Война закончена. Но не для меня
Шрифт:
Мы остались втроем. Дэвид сидел на камне чуть поодаль от нас и с деланным любопытством рассматривал пулемет. Он вообще с ним не расставался. Это к слову о доверии друг к другу. Политики давно за нас решили, что мы – враги. И вот мы оказались далеко от политиков, в одной, так сказать, лодке, окруженные общими врагами. И все равно вбитая нам в головы политическая установка продолжает управлять нашими поступками и помыслами. Точнее, поступками Дэвида.

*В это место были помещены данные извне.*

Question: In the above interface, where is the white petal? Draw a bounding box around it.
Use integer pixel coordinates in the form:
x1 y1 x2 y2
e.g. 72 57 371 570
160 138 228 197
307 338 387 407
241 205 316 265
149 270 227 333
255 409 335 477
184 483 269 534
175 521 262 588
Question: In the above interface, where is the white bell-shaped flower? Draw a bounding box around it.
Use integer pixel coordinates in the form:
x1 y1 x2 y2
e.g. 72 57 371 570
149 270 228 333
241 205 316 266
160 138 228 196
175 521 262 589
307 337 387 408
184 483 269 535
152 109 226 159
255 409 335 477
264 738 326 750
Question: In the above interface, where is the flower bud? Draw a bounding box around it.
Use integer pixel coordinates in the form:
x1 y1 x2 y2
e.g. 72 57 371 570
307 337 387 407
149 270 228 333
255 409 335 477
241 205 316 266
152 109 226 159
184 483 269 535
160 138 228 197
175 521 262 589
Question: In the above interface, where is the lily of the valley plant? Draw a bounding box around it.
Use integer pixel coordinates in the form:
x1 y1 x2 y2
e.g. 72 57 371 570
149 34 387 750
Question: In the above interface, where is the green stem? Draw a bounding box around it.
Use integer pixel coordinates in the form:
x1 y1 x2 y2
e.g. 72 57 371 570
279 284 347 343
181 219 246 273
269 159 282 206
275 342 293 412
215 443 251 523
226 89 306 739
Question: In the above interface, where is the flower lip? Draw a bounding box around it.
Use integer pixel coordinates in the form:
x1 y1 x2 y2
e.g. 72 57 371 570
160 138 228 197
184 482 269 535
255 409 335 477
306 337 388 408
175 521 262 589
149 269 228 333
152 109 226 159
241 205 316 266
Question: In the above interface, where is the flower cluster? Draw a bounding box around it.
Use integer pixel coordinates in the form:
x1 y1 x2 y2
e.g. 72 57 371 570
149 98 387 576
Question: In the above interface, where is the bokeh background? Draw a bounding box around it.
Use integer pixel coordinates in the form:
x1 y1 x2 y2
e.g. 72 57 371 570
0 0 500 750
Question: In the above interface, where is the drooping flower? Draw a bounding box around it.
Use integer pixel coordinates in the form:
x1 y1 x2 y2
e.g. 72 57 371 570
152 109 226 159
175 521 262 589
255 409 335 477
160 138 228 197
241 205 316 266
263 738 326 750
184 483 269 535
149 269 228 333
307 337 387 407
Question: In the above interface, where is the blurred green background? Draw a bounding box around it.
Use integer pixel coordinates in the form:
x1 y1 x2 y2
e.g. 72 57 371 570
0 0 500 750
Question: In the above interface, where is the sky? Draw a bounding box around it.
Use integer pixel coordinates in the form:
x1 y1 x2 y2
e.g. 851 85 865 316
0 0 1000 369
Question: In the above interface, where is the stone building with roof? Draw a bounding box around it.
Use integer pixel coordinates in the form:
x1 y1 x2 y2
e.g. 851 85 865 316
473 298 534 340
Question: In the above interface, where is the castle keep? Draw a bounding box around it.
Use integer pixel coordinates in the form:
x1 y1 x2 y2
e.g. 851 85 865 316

В его мозгу сидит грампластинка, которая крутит одно и то же: «Русским не верь, русским не верь…» Вот так же и в голове американского президента. И коалиция готова сама вспахивать поля под опиумный мак, лишь бы России
Что-то меня на глобальную политику понесло. Пока мы ждали возвращения Остапа и Смолы, смартфон дважды пищал, требуя внимания к себе. Удалой поглядывал на меня в надежде, что я отвечу Фролову и подчинюсь ему. То есть поведу бойцов, как баранов, во мрак чьих-то тайных игрищ. Нет, так не будет. Я отрицательно качал головой, и Удалой указательным пальцем, как стилусом, тыкал в клавишу отбоя.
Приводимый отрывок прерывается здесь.